Esquivé el cuerpo de Gustofson y abrí el armario de debajo del lavabo. No había más que Rogaína, frascos de pastillas imposibles de identificar y un paquete de condones sin abrir. El armario de las medicinas estaba lleno de gomina, colonia y trastos de afeitado, pero no había en él nada que levantara sospechas.

Di un paso atrás y observé el cuarto de baño. Tenía que haber algo. Miré el techo buscando un falso detector de humos o algo así. Volqué el cesto, removí el montón de ropa sucia con el pie. Nada.

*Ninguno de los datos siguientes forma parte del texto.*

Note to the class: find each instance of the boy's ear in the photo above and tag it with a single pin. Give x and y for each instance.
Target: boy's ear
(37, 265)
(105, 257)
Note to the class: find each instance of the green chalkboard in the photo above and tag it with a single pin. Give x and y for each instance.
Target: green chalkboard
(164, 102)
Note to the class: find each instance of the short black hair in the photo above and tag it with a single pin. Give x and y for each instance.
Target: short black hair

Amanda miró detrás del váter y tuve que admirarla por ser tan valiente. Se incorporó. Tenía una mirada derrotada.

– Aquí no hay nada -dijo-. Puede que Hans viniera aquí simplemente a morir en el váter. Sabía que había arrojado su vida por el retrete y quería que acabara allí.

– No -dije sin dejar de buscar-. Tiene que haber algo. Entonces miré la bañera y lo vi. Junto al desagüe había trozos minúsculos de pintura azul. Al acercarme vi grietas diminutas en los azulejos, invisibles si uno no las buscaba.

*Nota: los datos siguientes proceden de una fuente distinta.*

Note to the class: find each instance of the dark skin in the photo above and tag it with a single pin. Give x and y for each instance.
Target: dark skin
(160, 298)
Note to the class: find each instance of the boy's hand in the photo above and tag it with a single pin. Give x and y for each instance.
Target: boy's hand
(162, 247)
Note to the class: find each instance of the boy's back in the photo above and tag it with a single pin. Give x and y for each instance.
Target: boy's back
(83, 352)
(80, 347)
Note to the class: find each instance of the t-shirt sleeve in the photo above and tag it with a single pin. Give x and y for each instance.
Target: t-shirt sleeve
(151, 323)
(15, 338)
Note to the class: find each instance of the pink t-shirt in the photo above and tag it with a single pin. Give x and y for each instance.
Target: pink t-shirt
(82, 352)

Levanté despacio las manos y así los grifos del agua fría y caliente. Los giré. No salió agua. Los ojos de Amanda se agrandaron.

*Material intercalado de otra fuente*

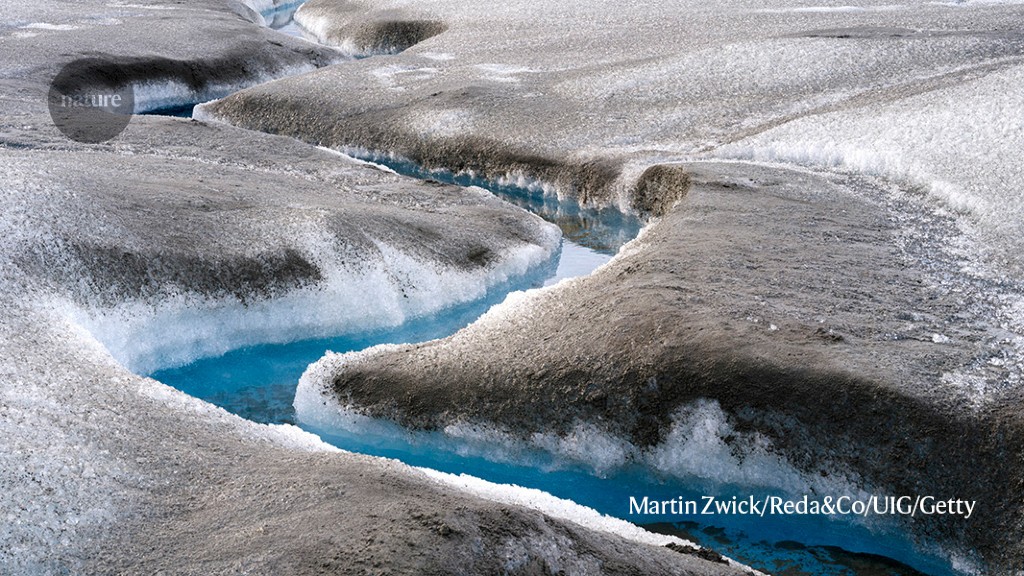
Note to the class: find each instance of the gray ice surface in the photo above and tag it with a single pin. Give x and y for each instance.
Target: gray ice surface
(186, 235)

Me di la vuelta, la miré, asentí con la cabeza.

Tiré de los grifos con todas mis fuerzas. Se oyó un crujido espantoso cuando los grifos se desprendieron de la pared, salpicándolo todo de polvo y pintura azul. Los azulejos cayeron en cascada a la bañera mientras la habitación se llenaba de polvo y vapor. Tosiendo, aparté los escombros y me asomé al agujero de sesenta centímetros de ancho y quince de alto que había abierto. Dentro había un grueso sobre de papel de estraza metido dentro de una bolsa de plástico.

– ¿Es…? -preguntó Amanda.

– Dudo que sea una coincidencia -respondí-. Ahora, vamos a ver de qué va todo este lío.

Capítulo 37

Saqué la funda de plástico de la pared y la llevé al cuarto de estar. La pequeña mesa de madera del comedor había quedado completamente limpia durante el saqueo: los candeleros estaban doblados y retorcidos y la vajilla rota. Intenté olvidarme del cadáver de Gustofson, ignorar la sangre seca, el olor acre. Habría preferido examinar nuestro hallazgo en otra parte y no en casa de un muerto, pero no teníamos donde ir. El tiempo se nos acababa, la sensación de peligro parecía aumentar con cada segundo que pasaba. ¿Cuándo se desvanecerían nuestros últimos segundos? Aquel sobre contenía las respuestas a muchas preguntas. Había gente dispuesta a matar por él, y no me cabía duda de que lo que le había ocurrido a Hans Gustofson podía ocurrirme también a mí.